The PyroScience team is excited that our OEM solution FDO2 has landed on Mars with the NASA Rover Perseverance. The quality and robustness of the oxygen gas sensor FDO2 convinced the NASA and JPL engineers to integrate it into the scientific experiment MOXIE on board of the rover. This experiment aims to produce for the first time oxygen from carbon dioxide in the Martian atmosphere, which would be a crucial step for preparing future human exploration: oxygen can be used as propellant for rockets and serve future explorers for breathing.

Introduction to moxie:

The concentration of carbon dioxide accounts for about 96% of Martian atmospheric gas. Oxygen is only 0.13%, while the oxygen content in the earth's atmosphere is 21%. Sufficient oxygen supply has become one of the challenges of human Mars exploration.

NASA is preparing for human exploration of Mars.
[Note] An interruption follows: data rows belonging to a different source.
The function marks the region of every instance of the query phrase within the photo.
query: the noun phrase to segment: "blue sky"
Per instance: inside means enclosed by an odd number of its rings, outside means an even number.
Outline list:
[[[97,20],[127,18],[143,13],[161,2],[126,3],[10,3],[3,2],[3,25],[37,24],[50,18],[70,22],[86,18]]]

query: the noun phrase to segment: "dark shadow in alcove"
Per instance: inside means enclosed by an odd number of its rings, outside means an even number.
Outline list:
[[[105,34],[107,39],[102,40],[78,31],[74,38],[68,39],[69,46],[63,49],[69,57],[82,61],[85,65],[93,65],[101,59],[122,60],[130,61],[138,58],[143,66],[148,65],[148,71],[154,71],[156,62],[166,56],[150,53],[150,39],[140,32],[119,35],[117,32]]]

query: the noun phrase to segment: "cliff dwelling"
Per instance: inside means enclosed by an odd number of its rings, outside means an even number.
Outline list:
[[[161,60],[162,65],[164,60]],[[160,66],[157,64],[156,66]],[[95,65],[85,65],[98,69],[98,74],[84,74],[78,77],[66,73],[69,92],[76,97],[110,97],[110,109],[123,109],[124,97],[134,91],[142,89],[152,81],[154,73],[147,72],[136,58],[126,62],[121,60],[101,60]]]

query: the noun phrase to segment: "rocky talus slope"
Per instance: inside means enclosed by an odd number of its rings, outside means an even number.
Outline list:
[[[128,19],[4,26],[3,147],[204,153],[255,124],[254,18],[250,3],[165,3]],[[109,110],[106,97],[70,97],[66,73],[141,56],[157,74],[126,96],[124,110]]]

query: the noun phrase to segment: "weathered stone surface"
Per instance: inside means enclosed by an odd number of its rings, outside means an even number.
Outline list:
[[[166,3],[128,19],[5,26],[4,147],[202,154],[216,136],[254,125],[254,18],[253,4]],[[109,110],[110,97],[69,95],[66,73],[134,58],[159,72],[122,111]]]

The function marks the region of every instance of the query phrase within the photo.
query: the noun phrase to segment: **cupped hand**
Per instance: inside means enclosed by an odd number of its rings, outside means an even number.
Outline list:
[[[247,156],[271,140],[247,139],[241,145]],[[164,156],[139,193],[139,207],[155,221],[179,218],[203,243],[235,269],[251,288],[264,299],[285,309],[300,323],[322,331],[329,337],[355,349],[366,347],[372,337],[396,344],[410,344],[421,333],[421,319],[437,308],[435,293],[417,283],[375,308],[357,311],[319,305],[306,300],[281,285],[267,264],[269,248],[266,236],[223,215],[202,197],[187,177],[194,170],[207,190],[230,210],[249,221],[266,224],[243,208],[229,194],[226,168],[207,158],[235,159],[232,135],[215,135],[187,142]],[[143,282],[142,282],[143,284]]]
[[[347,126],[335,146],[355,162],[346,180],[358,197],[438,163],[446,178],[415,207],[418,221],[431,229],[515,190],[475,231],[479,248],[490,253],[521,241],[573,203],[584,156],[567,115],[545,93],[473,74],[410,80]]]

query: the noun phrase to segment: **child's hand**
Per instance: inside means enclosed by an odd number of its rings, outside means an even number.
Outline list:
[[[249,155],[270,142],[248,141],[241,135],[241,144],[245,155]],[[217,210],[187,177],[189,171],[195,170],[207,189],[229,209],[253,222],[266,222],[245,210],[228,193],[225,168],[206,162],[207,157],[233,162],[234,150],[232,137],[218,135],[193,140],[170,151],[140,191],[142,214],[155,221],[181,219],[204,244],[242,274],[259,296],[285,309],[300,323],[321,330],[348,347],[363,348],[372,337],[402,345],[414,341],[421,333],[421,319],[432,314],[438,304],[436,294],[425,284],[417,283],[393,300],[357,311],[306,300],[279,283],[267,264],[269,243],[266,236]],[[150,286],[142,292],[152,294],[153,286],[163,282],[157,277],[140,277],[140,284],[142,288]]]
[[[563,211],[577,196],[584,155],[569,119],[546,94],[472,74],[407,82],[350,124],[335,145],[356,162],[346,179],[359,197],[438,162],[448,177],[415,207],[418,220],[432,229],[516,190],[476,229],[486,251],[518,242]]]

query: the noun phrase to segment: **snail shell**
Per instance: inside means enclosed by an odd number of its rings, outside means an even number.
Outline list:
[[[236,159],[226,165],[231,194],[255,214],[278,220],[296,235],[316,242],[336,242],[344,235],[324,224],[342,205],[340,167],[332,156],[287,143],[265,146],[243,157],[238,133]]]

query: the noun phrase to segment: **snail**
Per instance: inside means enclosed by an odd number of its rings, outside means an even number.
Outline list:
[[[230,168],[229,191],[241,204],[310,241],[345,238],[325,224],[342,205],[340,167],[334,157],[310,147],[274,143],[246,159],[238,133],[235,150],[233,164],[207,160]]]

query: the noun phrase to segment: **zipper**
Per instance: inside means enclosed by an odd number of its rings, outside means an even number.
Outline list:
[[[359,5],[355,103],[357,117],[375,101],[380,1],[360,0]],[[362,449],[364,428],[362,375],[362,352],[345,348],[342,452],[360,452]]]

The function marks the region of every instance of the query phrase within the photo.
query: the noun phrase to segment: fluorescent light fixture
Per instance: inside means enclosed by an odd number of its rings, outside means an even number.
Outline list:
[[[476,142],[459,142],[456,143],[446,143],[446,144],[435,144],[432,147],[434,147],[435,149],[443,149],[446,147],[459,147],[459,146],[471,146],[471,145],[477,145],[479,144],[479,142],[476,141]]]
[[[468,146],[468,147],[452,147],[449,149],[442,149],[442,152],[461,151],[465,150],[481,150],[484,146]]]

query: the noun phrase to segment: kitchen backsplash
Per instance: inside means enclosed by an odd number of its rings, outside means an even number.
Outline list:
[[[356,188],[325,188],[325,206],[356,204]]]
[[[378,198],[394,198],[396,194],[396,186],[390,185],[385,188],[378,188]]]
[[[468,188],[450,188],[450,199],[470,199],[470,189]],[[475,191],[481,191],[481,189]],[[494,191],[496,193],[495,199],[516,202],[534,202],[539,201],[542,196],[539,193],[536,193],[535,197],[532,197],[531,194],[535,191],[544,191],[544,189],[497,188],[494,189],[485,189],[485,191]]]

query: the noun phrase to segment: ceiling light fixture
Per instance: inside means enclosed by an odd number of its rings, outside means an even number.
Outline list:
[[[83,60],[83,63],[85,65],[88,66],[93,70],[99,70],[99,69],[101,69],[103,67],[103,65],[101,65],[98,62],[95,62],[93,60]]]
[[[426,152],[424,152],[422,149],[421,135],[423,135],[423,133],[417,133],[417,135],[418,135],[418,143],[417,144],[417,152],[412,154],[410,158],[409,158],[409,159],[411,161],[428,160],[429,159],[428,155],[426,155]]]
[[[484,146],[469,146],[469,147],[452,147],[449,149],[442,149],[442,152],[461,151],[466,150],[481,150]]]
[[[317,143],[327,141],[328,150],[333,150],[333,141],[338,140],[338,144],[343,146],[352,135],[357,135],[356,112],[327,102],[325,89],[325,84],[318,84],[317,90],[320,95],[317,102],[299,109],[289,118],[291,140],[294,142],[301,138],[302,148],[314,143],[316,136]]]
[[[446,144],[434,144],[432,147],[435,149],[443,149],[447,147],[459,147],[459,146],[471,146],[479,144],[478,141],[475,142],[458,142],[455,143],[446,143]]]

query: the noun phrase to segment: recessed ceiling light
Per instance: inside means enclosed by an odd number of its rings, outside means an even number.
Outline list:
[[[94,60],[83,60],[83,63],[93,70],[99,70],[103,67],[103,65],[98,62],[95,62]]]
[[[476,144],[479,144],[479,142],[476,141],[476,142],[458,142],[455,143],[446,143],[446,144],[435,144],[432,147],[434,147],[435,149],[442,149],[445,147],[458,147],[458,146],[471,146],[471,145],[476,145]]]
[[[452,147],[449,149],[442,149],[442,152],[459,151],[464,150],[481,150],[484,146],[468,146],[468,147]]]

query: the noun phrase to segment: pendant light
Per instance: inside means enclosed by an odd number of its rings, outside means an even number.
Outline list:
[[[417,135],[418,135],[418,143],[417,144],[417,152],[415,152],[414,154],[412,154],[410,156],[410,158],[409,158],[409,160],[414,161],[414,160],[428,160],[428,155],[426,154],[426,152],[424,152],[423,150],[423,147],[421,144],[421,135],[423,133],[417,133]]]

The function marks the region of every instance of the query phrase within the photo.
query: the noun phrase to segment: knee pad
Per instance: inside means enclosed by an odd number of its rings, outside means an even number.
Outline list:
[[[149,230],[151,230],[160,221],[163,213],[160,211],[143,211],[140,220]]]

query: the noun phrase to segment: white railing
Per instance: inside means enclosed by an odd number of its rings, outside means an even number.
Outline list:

As an online resource utilization experiment of Martian oxygen, moxie will show a method that future explorers can generate oxygen from Martian atmosphere for propellant and respiration.

Moxie looks like a golden box the size of a car battery. It is called "mechanical tree", which uses electrochemistry to decompose carbon dioxide molecules to produce oxygen.

In the first test, moxie produced 5 grams of oxygen, which can be used for normal activities of astronauts for about 10 minutes. Moxie engineers will conduct more tests to improve its production. According to the design standard, it should produce 10 grams of oxygen per hour. Moxie is designed by MIT and made of heat-resistant materials such as nickel alloy, which can withstand the high temperature of 800 ℃ required for operation. A one ton version of moxie is enough to prepare about 25 tons of oxygen for rocket launch from Mars.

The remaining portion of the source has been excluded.